December 17, 2024
The accolades just keep coming for University of Arizona Press author Sarah Hernandez!
We Are the Stars: Colonizing and Decolonizing the Oceti Sakowin Literary Tradition has received an honorable mention for the Modern Language Association (MLA) Prize for Studies in Native American Literatures, Cultures, and Languages Winners.

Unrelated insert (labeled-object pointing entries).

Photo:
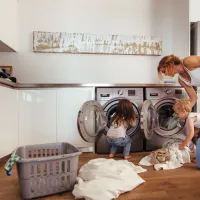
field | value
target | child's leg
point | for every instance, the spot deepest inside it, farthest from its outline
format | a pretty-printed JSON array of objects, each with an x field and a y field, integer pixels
[
  {"x": 113, "y": 149},
  {"x": 127, "y": 147}
]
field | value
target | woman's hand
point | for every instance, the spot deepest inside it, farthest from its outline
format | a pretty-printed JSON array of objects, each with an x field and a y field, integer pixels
[{"x": 182, "y": 146}]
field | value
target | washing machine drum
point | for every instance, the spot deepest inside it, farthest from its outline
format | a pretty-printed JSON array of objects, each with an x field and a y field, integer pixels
[
  {"x": 94, "y": 119},
  {"x": 160, "y": 118},
  {"x": 110, "y": 108}
]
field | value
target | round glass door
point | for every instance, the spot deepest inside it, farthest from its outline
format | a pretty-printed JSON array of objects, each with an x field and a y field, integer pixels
[
  {"x": 91, "y": 120},
  {"x": 169, "y": 123}
]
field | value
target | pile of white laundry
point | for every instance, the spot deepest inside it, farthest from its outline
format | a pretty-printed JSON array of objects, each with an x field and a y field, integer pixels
[
  {"x": 106, "y": 179},
  {"x": 172, "y": 158}
]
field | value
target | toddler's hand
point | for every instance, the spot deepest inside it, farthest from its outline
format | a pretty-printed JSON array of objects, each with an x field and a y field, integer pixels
[{"x": 181, "y": 146}]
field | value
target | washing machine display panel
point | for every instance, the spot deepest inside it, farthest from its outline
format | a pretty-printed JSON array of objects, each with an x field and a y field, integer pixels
[{"x": 131, "y": 92}]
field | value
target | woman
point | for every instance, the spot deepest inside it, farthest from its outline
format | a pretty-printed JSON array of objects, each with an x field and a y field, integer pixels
[{"x": 188, "y": 70}]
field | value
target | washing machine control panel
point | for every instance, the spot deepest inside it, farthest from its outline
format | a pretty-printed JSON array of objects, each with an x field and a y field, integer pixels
[
  {"x": 168, "y": 91},
  {"x": 120, "y": 92},
  {"x": 157, "y": 93},
  {"x": 109, "y": 93}
]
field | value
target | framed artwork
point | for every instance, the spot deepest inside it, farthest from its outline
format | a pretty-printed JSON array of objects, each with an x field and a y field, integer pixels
[
  {"x": 60, "y": 42},
  {"x": 8, "y": 69}
]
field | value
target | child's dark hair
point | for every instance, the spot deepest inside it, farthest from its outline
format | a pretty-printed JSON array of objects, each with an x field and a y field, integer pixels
[{"x": 124, "y": 111}]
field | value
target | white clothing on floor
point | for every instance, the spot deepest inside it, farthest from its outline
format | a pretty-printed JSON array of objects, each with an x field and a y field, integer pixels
[
  {"x": 177, "y": 158},
  {"x": 106, "y": 179}
]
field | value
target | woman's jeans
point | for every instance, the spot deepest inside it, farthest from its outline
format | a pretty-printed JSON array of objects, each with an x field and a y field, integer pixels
[{"x": 120, "y": 142}]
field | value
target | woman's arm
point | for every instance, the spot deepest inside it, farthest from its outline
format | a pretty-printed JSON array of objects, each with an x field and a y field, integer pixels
[
  {"x": 192, "y": 62},
  {"x": 190, "y": 91},
  {"x": 190, "y": 132}
]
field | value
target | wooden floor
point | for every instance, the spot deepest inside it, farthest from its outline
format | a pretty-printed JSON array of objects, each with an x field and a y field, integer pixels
[{"x": 179, "y": 184}]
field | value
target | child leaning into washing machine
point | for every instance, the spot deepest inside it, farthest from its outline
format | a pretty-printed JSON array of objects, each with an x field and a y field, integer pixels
[
  {"x": 183, "y": 109},
  {"x": 120, "y": 121}
]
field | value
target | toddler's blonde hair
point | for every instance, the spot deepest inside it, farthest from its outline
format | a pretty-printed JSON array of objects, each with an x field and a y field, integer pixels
[{"x": 182, "y": 105}]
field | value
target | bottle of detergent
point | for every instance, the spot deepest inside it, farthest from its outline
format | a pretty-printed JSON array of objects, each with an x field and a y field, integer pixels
[{"x": 198, "y": 152}]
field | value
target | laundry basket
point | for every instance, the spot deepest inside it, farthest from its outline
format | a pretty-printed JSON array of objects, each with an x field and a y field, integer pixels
[{"x": 46, "y": 169}]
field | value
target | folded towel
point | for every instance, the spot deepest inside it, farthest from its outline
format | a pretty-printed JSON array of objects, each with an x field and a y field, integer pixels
[{"x": 10, "y": 163}]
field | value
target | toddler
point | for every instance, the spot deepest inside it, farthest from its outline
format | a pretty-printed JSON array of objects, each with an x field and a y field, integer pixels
[{"x": 121, "y": 120}]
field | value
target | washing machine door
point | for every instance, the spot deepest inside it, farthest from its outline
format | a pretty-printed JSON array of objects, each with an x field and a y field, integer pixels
[
  {"x": 148, "y": 119},
  {"x": 169, "y": 124},
  {"x": 91, "y": 121}
]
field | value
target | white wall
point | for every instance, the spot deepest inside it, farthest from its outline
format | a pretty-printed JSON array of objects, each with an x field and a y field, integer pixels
[
  {"x": 9, "y": 23},
  {"x": 8, "y": 120},
  {"x": 194, "y": 10},
  {"x": 125, "y": 17}
]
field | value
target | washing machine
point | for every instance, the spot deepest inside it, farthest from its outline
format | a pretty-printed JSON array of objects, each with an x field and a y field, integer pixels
[
  {"x": 95, "y": 116},
  {"x": 157, "y": 112}
]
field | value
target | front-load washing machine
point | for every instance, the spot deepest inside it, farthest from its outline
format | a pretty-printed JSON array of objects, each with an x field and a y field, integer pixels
[
  {"x": 157, "y": 116},
  {"x": 94, "y": 117}
]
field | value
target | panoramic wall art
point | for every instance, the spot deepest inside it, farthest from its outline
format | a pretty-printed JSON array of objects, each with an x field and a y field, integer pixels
[{"x": 60, "y": 42}]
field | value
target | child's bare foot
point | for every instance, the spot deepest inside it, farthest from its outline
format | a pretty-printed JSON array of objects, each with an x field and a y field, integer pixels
[
  {"x": 194, "y": 160},
  {"x": 127, "y": 157},
  {"x": 111, "y": 155}
]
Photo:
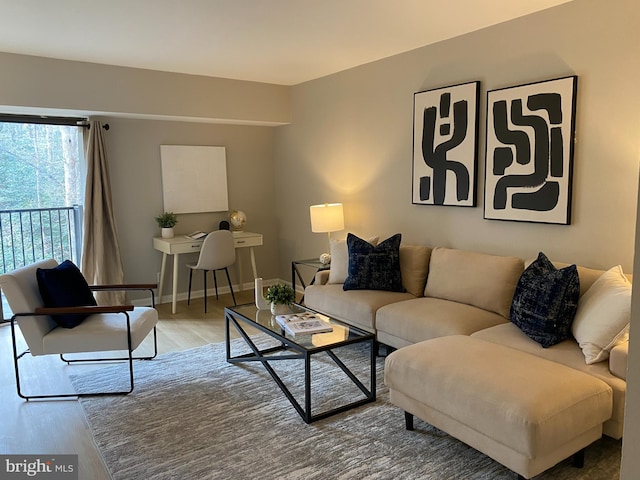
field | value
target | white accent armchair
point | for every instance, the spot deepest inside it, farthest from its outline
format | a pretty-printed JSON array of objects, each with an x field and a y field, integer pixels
[
  {"x": 106, "y": 328},
  {"x": 217, "y": 253}
]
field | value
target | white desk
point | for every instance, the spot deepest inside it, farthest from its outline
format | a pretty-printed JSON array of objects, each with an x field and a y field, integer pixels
[{"x": 179, "y": 244}]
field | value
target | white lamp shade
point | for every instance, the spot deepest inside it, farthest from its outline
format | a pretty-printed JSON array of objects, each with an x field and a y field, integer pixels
[{"x": 328, "y": 217}]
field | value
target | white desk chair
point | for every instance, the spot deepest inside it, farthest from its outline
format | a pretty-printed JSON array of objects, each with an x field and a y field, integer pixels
[
  {"x": 217, "y": 253},
  {"x": 106, "y": 328}
]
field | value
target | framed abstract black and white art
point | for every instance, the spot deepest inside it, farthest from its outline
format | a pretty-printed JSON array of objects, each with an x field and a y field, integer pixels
[
  {"x": 529, "y": 157},
  {"x": 445, "y": 145}
]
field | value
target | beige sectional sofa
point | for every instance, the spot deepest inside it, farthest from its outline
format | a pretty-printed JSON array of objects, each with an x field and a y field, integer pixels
[{"x": 467, "y": 296}]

The committee’s citation for Hernandez’s book reads:
“Sarah Hernandez’s We Are the Stars: Colonizing and Decolonizing the Oceti Sakowin Literary Tradition illuminates how settler missionaries, policies, teachers, and writers worked to colonize Oceti Sakowin literary practice by attacking its foundations—Oceti Sakowin women and land. It then reconstructs an Oceti Sakowin literary tradition over a long period of time commonly understood as one of loss and lack. Hernandez first reveals the links between literary colonization and land colonization, showing how nineteenth-century missionary colonizers gained knowledge of Dakota language and literature, mistranslated stories, and helped translate and ratify treaties to serve their purposes, before turning to how Oceti Sakowin authors—largely women—later revitalized their literary traditions by decolonizing settler land narratives with attention to language, land knowledge, and women’s authority. Hernandez models a powerful method of literary recovery in the context of a colonized literary tradition.”
Earlier this year, We Are the Stars was also selected as the winner of the Native American and Indigenous Studies Association’s (NAISA) 2024 Best First Book Award. Read an excerpt from the book on our website.
We Are the Stars is part of the University of Arizona Press’ Critical Issues in Indigenous Studies Series, which anchors intellectual work within an Indigenous framework that reflects Native-centered concerns and objectives.
Congratulations to Sarah on yet another incredible achievement!